Teaching in Asia

Ross Woods, 2014

An Australian was leaving for Asia and asked me what he specifically need to know about teaching Asians. Here's my answer ...

There isn't really any such place as "Asia." There are many, many ethnic groups, and they are all different in some way. In fact, each person is a little different, so be careful of generalizations, including this one. This list will probably only make sense after one or two years experience, so don't be too literal in interpreting it now. Here are some of the lessons I learnt.

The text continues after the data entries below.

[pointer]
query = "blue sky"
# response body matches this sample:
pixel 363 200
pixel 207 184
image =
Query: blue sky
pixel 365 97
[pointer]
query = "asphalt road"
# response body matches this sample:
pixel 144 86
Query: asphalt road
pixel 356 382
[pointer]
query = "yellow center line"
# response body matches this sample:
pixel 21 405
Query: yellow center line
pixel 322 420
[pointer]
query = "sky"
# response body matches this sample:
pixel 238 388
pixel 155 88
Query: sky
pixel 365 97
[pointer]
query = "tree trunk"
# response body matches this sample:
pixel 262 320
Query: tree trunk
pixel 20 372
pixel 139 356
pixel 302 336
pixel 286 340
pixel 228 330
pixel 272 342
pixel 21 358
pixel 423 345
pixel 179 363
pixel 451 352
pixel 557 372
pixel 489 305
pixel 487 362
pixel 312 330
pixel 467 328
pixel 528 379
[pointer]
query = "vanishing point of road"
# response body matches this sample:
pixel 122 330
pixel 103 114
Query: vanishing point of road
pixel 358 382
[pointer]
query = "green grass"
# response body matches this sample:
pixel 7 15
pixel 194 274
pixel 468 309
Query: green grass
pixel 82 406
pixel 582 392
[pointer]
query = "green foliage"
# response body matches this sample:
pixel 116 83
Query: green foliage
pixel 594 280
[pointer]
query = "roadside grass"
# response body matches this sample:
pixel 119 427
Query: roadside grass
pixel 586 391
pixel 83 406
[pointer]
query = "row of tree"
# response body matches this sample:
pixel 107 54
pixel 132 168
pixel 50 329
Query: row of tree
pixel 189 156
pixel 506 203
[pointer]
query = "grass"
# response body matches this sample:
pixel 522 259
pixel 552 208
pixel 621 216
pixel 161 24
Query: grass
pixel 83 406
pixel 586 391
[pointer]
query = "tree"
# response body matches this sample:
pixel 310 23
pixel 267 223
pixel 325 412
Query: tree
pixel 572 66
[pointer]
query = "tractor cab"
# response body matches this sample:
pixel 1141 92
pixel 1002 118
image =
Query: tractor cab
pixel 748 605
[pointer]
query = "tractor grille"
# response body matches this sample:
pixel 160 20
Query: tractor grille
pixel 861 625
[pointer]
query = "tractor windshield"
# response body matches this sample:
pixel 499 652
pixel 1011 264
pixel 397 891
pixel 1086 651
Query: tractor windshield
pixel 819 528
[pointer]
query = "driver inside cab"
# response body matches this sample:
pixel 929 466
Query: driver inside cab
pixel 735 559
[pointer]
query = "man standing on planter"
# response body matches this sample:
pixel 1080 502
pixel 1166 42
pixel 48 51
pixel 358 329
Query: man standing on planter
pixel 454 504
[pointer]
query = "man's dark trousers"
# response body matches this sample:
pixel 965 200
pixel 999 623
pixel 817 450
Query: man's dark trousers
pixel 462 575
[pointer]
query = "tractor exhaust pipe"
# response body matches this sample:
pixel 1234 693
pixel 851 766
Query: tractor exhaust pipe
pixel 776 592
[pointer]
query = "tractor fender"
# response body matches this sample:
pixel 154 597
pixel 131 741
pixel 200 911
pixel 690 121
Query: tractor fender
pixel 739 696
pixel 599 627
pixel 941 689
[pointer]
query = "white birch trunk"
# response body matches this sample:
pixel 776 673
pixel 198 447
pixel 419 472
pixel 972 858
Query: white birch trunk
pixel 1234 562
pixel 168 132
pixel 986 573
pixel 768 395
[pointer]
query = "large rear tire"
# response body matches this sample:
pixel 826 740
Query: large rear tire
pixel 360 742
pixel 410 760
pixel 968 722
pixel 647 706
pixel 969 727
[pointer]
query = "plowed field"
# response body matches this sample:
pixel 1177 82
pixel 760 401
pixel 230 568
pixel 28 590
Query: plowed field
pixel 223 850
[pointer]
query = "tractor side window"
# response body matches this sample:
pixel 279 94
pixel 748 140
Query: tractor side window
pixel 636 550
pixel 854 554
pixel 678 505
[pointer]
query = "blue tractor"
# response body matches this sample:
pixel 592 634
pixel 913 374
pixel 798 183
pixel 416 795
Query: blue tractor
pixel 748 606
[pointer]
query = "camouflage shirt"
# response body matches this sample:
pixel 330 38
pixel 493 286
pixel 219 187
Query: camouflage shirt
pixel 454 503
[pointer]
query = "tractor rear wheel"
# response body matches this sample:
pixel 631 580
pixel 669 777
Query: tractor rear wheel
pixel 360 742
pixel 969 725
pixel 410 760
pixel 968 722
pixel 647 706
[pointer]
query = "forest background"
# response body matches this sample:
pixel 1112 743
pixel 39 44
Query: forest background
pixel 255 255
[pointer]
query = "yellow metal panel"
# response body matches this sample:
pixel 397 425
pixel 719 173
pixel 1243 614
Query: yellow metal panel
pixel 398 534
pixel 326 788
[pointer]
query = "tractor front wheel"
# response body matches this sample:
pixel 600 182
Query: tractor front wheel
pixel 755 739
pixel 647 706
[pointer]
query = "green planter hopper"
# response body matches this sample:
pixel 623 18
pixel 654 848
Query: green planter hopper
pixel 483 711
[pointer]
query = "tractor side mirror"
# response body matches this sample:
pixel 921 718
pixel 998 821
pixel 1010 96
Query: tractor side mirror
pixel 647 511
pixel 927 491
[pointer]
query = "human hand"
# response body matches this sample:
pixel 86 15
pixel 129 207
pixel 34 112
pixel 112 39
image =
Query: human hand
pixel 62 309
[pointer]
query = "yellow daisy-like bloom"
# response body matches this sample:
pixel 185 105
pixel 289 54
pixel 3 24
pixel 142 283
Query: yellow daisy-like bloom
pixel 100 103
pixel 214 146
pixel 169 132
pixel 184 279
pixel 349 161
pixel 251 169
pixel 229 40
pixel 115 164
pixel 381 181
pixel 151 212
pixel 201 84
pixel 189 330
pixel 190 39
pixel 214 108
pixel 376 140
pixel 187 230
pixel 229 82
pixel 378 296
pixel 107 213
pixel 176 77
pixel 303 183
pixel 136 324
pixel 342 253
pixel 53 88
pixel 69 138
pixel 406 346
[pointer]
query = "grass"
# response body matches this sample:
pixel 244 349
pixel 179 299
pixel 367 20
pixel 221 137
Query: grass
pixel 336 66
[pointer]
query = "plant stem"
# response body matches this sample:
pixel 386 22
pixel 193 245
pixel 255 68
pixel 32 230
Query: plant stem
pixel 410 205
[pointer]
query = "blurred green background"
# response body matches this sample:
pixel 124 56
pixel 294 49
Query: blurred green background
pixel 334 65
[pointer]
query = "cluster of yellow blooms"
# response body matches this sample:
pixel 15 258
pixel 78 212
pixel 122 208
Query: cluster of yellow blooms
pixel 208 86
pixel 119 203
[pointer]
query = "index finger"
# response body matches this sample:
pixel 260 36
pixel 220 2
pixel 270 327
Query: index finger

Adjustment and relationships

  1. You need to change, adapt, and grow. Don't expect your students to change all that much.
  2. Good manners are essential. Indonesian people are very friendly but value politeness over friendliness.
  3. Avoid confrontation wherever possible.
  4. Learn to laugh at your mistakes. You'll make plenty.
  5. Your students usually have a much better read of what kind of person you are than you think. But they probably won't tell you.
  6. Listen lots; talk only as needed.
  7. Have people to ask for advice.
  8. You are in a position of respect, so live up to it and set the example.
  9. Be willing to be the special guest. It's often part of the job.
  10. Don't embarrass people. Sometimes asking them to challenge an opinion or expecting them to critique something can be very off-putting. I often found that students were reluctant to question the "great experts" who wrote their textbooks. It worked better when there are several opinions and they can debate the relative merits of each.
  11. They are very different when you know them well. While they know when to be polite and deferential, they can sometimes be extremely blunt.

Approaches to learning

  1. Indigenous Indonesian learning styles favor auditory learning and stories.
  2. They will probably expect you to lecture information at them and that assessments will comprise written exams of memorized information.
  3. My students liked me to put content into a step-by step "how to do it" procedure and then look at the major concepts. Westerners like to do it the other way around.
  4. Engage students. Indonesian students will show you respect even if you are boring, but they love someone who can engage them in learning.
  5. Socratic questioning techniques work wonders when students get used to them. Students often come up with good reasons for their opinions that you couldn't possibly have foreseen. You also get to admire some very clever thinking.
  6. Writing often serves a different function in the east rather than the west.
  7. Javanese don't distinguish sharply between objective and subjective knowledge. Knowledge is closely related to character.
  8. They can work to Western standards and sometimes greatly exceed them. (Westerners just look foolish when they presume that Asians aren't as smart.)